Terry Lee Hale: Bound, Chained, Fettered
Album:

Bound, Chained, Fettered

Medium: CD/LP+CD
Stil:

Americana und Singer/Songwriter

Label: Glitterhouse Records / Indigo
Spieldauer: 37:23
Erschienen: 08.04.2016
Website: [Link]

Manchmal sind es die Geschichten hinter den Alben, welche die Musik interessanter erklingen lassen, als sie es im Grunde ist, wenn man sich ihr nicht mit voller Aufmerksamkeit widmet.
TERRY LEE HALE ist einer dieser Geschichten-Erzähler, der am Ende den wirklichen Zuhörer fasziniert, den Nebenbeihörer aber eher langweilt.
Im Falle des aktuellen Hale-Albums „Bound, Chained, Fettered“ gibt es seitens des Kritikers, der hier gerade die Zeilen in sein MacBook hämmert, gleich zwei Geschichten zu erzählen - die zum Musiker und eine kurze persönliche.

Schon der bedrückende Titel „Bound, Chained, Fettered“ („Eingesperrt, Angekettet, Gefesselt“) des vom Radio-Sender MDR-Kultur als „Album der Woche“ ausgewählten Albums weckt gruselige Erinnerungen an die Vergangenheit des Schreibers, der in den letzten zwei Jahren der real existierenden DDR im Fokus der Stasi stand. Genau vor dieser Situation des Gefangenseins (hinter Kerkertüren) hatte er während des Eingesperrtseins hinter den Mauern eines Landes riesige Angst.
Doch kann die eine Angst eine andere Angst aufwiegen oder rechtfertigen?
Eine ganz ähnlich Frage stellt sich auch TERRY LEE HALE, der in dem angeblich so freien System der Selbstbestimmung seinen Weg nicht zu finden scheint, weil in seinem Fall diejenigen, welche die wirtschaftlichen Hebel der Macht bedienen, ihn genauso einschränken wie diejenigen, die damals den Kritiker einmauerten! Hale ist der Typus Musiker und Mensch, der nicht funktionieren will in einer Gesellschaft, die ihren Wohlstand auf Anpassung und Unterwerfung aufbaut.
Warum nur ähneln sich Zeiten und Systeme immer wieder so erschreckend, gerade dann, wenn sie behaupten, einander zu bekämpfen?
Auch diese Frage stellt TERRY LEE HALE auf seinem unter die Haut gehendem Album „Bound, Chained, Fettered“. Dabei setzt er durchgängig auf die ruhigen, akustischen Töne, Pedal Steel, Piano und Orgel, Percussion und in ganz seltenen Momenten, wie bei „Acorns“, „Jawbone“ oder „Scientific Rendezvous“, auf einen Synthesizer oder manchmal auch eine verhalten auftauchende E-Gitarre.
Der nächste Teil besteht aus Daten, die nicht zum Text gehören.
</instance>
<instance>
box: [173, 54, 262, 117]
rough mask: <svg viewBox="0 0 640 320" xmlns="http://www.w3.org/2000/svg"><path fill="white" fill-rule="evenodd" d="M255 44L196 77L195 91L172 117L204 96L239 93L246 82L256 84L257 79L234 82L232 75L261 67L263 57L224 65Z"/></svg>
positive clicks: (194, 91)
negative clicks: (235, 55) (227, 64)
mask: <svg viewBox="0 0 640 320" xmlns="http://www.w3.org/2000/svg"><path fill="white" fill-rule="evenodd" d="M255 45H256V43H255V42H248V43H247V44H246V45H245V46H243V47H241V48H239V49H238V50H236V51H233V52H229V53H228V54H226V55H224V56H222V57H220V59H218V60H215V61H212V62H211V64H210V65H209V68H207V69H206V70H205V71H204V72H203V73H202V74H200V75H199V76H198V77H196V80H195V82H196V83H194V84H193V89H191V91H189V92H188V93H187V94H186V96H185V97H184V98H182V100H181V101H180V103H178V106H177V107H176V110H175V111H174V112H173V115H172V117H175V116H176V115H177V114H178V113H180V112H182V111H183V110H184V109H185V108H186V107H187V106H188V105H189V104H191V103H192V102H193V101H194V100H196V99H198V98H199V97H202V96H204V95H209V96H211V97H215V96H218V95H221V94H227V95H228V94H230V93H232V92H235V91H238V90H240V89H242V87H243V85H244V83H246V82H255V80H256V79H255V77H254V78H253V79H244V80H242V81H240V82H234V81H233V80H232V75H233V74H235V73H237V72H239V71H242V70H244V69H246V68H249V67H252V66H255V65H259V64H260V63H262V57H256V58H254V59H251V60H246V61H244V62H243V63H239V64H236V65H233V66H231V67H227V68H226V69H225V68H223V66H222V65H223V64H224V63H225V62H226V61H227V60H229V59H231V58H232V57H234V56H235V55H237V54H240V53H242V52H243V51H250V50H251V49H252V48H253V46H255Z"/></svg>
Wobei sich alles „Elektrische“ viel mehr im Hintergrund abspielt. Im Vordergrund stehen eindeutig Hales Stimme und die Geschichten, die er in seinen Liedern über die Außenseiter und Aussteiger singt. Nicht grundlos endet sein aktuelles Album wohl auf „Reminiscent“ mit zwei Fragen:
„Baby where did you go now?
Why you so damn hard to find?“
Wenn dann auch noch das Baritone-Saxofon auftaucht und nur ein Piano Hale begleitet, fühlt man sich an die schönsten Zeiten eines TOM WAITS erinnert, als der noch in Bars seine Lieder über Pampelmusen-Monde oder „Waltzing Mathilda“-Kriegsrucksäcke und Weihnachtskarten an leichte Mädchen sang.

Mit „The Signed Blue Angel“ gibt es zusätzlich einen besonders emotionalen, traurigen, aber keinesfalls depressiv erscheinenden Song über den Tod zu hören, den nicht etwa TERRY LEE HALE, sondern die achtjährige Enkelin seines besten Freundes geschrieben hat.
Hale schreibt dazu im Digi-Pack, in dem das Booklet mit allen Texten eingeklebt ist: „Ich war so beeindruckt von der kindlichen Einfachheit, Schönheit und Weisheit dieses Gedichts, dass ich es unbedingt für mein Album verwenden wollte.“
Zum Heulen schön, dieses Lied!
Ganz ähnlich wie auch „Jawbone“, von dem Hale sein erstes offizielles Video zu „Bound, Chained, Fettered veröffentlicht hat.

Und damit wären wir auch schon bei der letzten, etwas persönlicheren Geschichte rund um „Bound, Chained, Fettered“. Als meine Eltern sich mit ihren über 80 Jahren noch einmal ein neues Auto zulegten (Natürlich gibt‘s hier jetzt keine Produktwerbung!), weil mein Vater mit seinem schweren Hüftproblem in den neuen Flitzer einfach besser ein- und aussteigen konnte und die moderne Technik darin auch wirklich begeisterte, sollte in meinem Beisein unbedingt auch der CD-Player darin ausprobiert werden. Da ich gerade das Album von TERRY LEE HALE zwecks dieser Review griffbereit hatte, schob ich sie einfach ein. Und siehe da, der Player lief ausgezeichnet und die Musik, welche aus den Boxen kam, auch. Verblüffend aber war die Reaktion meines Vaters, der begeistert der Musik lauschte und mich darum bat, ihm unbedingt auch diese beeindruckende CD zu besorgen. Ja, mein Vater hat zwar Hüftprobleme, aber mit seinen Ohren ist garantiert noch alles in Ordnung.
Denn wem dieses Album gefällt, der hat eine kluge Wahl getroffen!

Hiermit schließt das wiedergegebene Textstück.